• Josef Bacik's avatar
    btrfs: save i_size to avoid double evaluation of i_size_read in compress_file_range · d98da499
    Josef Bacik authored
    We hit a regression while rolling out 5.2 internally where we were
    hitting the following panic
    
      kernel BUG at mm/page-writeback.c:2659!

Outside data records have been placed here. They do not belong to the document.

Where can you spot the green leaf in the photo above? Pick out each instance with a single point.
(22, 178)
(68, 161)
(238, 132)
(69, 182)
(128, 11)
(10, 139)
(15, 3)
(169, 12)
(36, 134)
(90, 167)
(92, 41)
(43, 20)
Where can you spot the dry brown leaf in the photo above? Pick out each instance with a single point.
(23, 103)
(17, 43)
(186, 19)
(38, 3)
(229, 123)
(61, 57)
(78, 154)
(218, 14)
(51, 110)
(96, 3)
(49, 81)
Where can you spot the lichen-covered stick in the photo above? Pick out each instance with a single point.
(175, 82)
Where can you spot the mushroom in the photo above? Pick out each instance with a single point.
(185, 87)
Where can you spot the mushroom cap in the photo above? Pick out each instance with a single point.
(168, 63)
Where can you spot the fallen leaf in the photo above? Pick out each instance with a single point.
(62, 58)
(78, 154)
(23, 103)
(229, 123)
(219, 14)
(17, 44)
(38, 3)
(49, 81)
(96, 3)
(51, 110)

      RIP: 0010:clear_page_dirty_for_io+0xe6/0x1f0
      Call Trace:
       __process_pages_contig+0x25a/0x350
       ? extent_clear_unlock_delalloc+0x43/0x70
       submit_compressed_extents+0x359/0x4d0
       normal_work_helper+0x15a/0x330
       process_one_work+0x1f5/0x3f0
       worker_thread+0x2d/0x3d0
       ? rescuer_thread+0x340/0x340
       kthread+0x111/0x130
       ? kthread_create_on_node+0x60/0x60
       ret_from_fork+0x1f/0x30
    
    This is happening because the page is not locked when doing
    clear_page_dirty_for_io.  Looking at the core dump it was because our
    async_extent had a ram_size of 24576 but our async_chunk range only
    spanned 20480, so we had a whole extra page in our ram_size for our
    async_extent.
    
    This happened because we try not to compress pages outside of our
    i_size, however a cleanup patch changed us to do
    
    actual_end = min_t(u64, i_size_read(inode), end + 1);
    
    which is problematic because i_size_read() can evaluate to different
    values in between checking and assigning.  So either an expanding
    truncate or a fallocate could increase our i_size while we're doing
    writeout and actual_end would end up being past the range we have
    locked.
    
    I confirmed this was what was happening by installing a debug kernel
    that had
    
      actual_end = min_t(u64, i_size_read(inode), end + 1);
      if (actual_end > end + 1) {
    	  printk(KERN_ERR "KABOOM\n");
    	  actual_end = end + 1;
      }
    
    and installing it onto 500 boxes of the tier that had been seeing the
    problem regularly.  Last night I got my debug message and no panic,
    confirming what I expected.
    
    [ dsterba: the assembly confirms a tiny race window:
    
        mov    0x20(%rsp),%rax
        cmp    %rax,0x48(%r15)           # read
        movl   $0x0,0x18(%rsp)
        mov    %rax,%r12
        mov    %r14,%rax
        cmovbe 0x48(%r15),%r12           # eval
    
      Where r15 is inode and 0x48 is offset of i_size.
    
      The original fix was to revert 62b37622 that would do an
      intermediate assignment and this would also avoid the doulble
      evaluation but is not future-proof, should the compiler merge the
      stores and call i_size_read anyway.
    
      There's a patch adding READ_ONCE to i_size_read but that's not being
      applied at the moment and we need to fix the bug. Instead, emulate
      READ_ONCE by two barrier()s that's what effectively happens. The
      assembly confirms single evaluation:
    
        mov    0x48(%rbp),%rax          # read once
        mov    0x20(%rsp),%rcx
        mov    $0x20,%edx
        cmp    %rax,%rcx
        cmovbe %rcx,%rax
        mov    %rax,(%rsp)
        mov    %rax,%rcx
        mov    %r14,%rax
    
      Where 0x48(%rbp) is inode->i_size stored to %eax.
    ]
    
    Fixes: 62b37622 ("btrfs: Remove isize local variable in compress_file_range")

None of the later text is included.